Cathcart believes gas won’t be economically viable for long due to competition from cleaner energy sources and increasing pressure to cut planet-warming emissions. And she’s concerned that Dominion has a contract to buy gas from the Mountain Valley pipeline, even after taking a multibillion-dollar write-down on the canceled Atlantic Coast pipeline (Energywire, July 6, 2020).
“It’d be like if you put in an order for 100,000 VHS machines back when there’s Blockbuster places around and it got held up in court. Then you still have a contract with them and everybody’s now streaming Netflix,” she said of the MVP contract. “What I hope my resolution creates is a report dealing with the truth and how are we going to be proactive with that.”
Dominion didn’t respond to a request for comment.
The utility initially fought to keep her proposal off the ballot. Dominion told the Securities and Exchange Commission in January that her drive to get the company to reveal more about the risks of stranded assets had already “been substantially implemented by the Company” through other climate change-related disclosures.
But Cathcart disagreed, and the SEC sided with her. That cleared the way for a vote on the stranded asset resolution (Climatewire, March 22).
There is a separate proposal Dominion is fighting that calls on it to adopt “medium-term targets” for reducing its so-called Scope 3 emissions. Dominion already has set a goal of reaching net-zero emissions by midcentury and 2030 reduction goals for certain greenhouse gases.
Mainstream investor support
Dominion’s opposition to Cathcart’s proposal, however, has softened.
While the board still maintains that it’s unnecessary given all of Dominion’s existing disclosures about its natural gas investments, “the company is willing to consolidate it into one report, should shareholders believe that it is necessary,” the utility said in a March 25 securities filing.

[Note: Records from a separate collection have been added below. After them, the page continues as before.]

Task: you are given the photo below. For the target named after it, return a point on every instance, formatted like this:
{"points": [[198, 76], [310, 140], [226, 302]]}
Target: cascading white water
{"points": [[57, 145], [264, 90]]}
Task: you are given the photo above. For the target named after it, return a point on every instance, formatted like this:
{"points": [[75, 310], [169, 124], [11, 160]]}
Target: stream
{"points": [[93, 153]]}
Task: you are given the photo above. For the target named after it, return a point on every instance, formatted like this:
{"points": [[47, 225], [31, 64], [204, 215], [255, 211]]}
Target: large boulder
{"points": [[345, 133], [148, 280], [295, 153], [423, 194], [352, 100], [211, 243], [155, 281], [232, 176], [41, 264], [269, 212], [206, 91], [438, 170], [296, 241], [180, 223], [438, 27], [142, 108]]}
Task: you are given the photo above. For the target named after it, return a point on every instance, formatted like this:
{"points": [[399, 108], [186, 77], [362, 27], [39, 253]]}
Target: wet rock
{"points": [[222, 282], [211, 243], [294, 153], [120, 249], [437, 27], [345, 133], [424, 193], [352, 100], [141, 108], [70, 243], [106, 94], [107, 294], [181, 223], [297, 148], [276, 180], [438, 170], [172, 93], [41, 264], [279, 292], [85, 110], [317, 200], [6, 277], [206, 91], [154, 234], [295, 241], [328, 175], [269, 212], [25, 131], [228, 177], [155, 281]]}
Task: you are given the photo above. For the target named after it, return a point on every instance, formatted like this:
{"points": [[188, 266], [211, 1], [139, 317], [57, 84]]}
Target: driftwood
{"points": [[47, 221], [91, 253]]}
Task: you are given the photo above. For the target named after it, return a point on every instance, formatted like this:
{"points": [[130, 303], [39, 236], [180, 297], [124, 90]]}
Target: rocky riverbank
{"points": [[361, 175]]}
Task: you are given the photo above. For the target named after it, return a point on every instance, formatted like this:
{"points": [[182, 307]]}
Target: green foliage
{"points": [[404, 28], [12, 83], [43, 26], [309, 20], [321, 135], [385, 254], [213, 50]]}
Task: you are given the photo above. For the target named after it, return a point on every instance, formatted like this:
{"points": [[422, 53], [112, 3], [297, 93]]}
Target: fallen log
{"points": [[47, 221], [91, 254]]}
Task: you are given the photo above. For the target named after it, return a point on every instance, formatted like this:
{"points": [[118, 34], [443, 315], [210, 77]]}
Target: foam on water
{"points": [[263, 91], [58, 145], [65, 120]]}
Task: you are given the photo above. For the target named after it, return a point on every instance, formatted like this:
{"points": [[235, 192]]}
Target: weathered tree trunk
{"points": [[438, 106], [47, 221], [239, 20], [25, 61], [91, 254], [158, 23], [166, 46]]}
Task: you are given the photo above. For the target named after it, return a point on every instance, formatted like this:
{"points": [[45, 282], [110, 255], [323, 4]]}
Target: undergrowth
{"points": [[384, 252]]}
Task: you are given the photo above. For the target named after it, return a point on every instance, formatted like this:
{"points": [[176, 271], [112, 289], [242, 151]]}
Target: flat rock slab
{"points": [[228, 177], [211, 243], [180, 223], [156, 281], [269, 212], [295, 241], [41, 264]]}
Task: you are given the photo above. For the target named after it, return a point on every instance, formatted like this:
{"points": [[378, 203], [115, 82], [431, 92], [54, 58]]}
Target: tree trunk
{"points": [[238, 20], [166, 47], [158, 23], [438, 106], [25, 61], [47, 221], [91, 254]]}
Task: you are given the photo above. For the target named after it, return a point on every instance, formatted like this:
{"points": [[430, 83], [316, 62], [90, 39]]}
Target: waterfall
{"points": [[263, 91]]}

Since then Cathcart’s resolution has picked up support from the influential shareholder advisory firms Glass Lewis & Co. LLC and Institutional Shareholder Services Inc. In an April 28 analysis of Dominion, ISS urged investors to vote for the proposal because a “unified report would help shareholders comprehensively evaluate any risks from stranded assets.”
ISS and other analysts already give Dominion high marks for its climate disclosures and decarbonization efforts, which include slashing the amount of coal-fired power in its generation mix from 52 percent in 2005 to 10 percent in 2020.
Whether Cathcart’s proposal passes or not, most observers expect the utility to keep cutting its emissions.
“The incentive is there to do this. It’s just, how quickly do you do it?” said Michael Doyle, an analyst with Edward D. Jones & Co. LP. “Maybe [the resolution] pushes them in that direction of perhaps accelerating a little more.”